Davis-Bacon rules usually apply to federally funded construction, thus pushing up the costs of public projects. Nationwide, economists at the Beacon Hill Institute found that Davis-Bacon rules cost federal taxpayers about $9 billion annually. For example, repairs to National Park facilities cost more than they should, thus reducing the amount of maintenance the agency can do within its budget. However, the D.C. ruling stretches the Davis-Bacon rules even further because CityCenter is a privately funded project.

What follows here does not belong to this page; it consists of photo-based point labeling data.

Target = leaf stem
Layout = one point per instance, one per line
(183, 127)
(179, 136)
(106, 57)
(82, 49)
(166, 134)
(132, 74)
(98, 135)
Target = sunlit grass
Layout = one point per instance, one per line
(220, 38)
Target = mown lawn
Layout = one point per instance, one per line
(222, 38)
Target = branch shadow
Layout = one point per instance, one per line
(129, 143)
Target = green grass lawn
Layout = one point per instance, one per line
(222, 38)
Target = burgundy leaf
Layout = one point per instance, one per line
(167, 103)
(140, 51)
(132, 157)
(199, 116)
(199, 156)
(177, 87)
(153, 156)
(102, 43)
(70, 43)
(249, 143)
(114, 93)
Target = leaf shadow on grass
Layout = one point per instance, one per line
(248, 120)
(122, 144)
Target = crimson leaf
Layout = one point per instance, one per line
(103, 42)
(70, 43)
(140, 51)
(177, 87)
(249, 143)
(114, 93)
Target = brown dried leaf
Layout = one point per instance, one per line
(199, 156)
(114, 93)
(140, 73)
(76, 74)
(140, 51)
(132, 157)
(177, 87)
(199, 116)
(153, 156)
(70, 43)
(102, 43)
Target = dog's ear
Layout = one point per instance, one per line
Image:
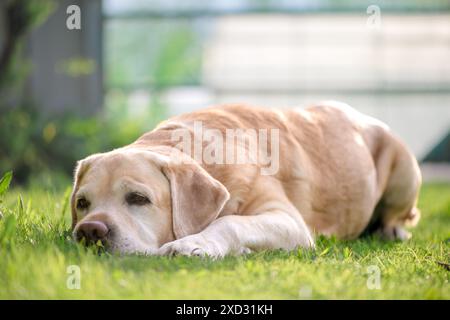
(197, 198)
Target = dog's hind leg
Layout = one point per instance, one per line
(397, 206)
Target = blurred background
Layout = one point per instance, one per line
(67, 93)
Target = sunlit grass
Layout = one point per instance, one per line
(36, 251)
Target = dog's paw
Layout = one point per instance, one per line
(193, 245)
(394, 233)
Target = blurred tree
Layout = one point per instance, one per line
(20, 16)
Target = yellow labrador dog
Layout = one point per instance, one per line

In an essay at www.DownsizingGovernment.org, economist Charles Baird notes that passage of Davis-Bacon in 1931 was motivated by the faulty economic idea that the government should try to keep wages high during an economic downturn. But Baird describes another reason why Davis-Bacon was misguided from the start—the racist intentions of the bill’s supporters:

Congress wanted to keep black workers from competing for jobs that had hitherto been done by white unionized labor. The racist motivation behind the legislation is plain when reading the Congressional Record of the debate in 1931.

Job Creation, Obama-style

I guess the Labor Department didn’t get the memo on trying to create jobs, rather than destroy them.  As reported by the Wall Street Journal, the Labor Department is investigating several home builders for treating their contractors as…contractors.  Anyone with the slightest understanding of the construction industry knows that much of the relationships are between contractors and subcontractors, rather than employees and employer, largely because the projects regularly change.

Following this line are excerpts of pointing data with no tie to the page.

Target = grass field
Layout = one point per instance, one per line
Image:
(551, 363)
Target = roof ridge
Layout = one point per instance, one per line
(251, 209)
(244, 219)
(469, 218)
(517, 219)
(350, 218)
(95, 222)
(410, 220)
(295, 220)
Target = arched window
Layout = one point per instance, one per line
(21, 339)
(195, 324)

But from Obama’s perspective, and that of his union allies, such treatment makes unionizing construction workers all that much harder.  Without such unionization, construction wages might fall.  Obviously that’s the last thing anyone would want when you have about 2 million unemployed construction workers.  If wages fell, a few more of them might actually get hired.  Someone in this Administration really needs to learn how the basics of supply and demand work, in the labor market and elsewhere.

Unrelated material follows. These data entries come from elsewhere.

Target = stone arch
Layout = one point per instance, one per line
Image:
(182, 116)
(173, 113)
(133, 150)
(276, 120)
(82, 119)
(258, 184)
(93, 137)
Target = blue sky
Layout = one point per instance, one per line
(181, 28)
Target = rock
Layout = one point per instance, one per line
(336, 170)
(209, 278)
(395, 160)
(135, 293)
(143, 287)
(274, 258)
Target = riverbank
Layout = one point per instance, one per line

My favorite part of the story is the union representative complaining about home builders trying to lower costs.  She states that home builders need to stop pressuring subcontractors to “go cheaper” on costs: “It’s pretty clear that there’s an enormous pressure to rush to the bottom in terms of keeping costs down.”  Maybe if houses were even cheaper, then not eveyone would have had to get such a large mortgage to buy a house and we could have avoided the financial crisis altogether.  But then when it comes between choosing to make one of life’s basic necessities - shelter - cheaper or helping to line the pockets of special interests, this Administration sadly continues to prefer the later.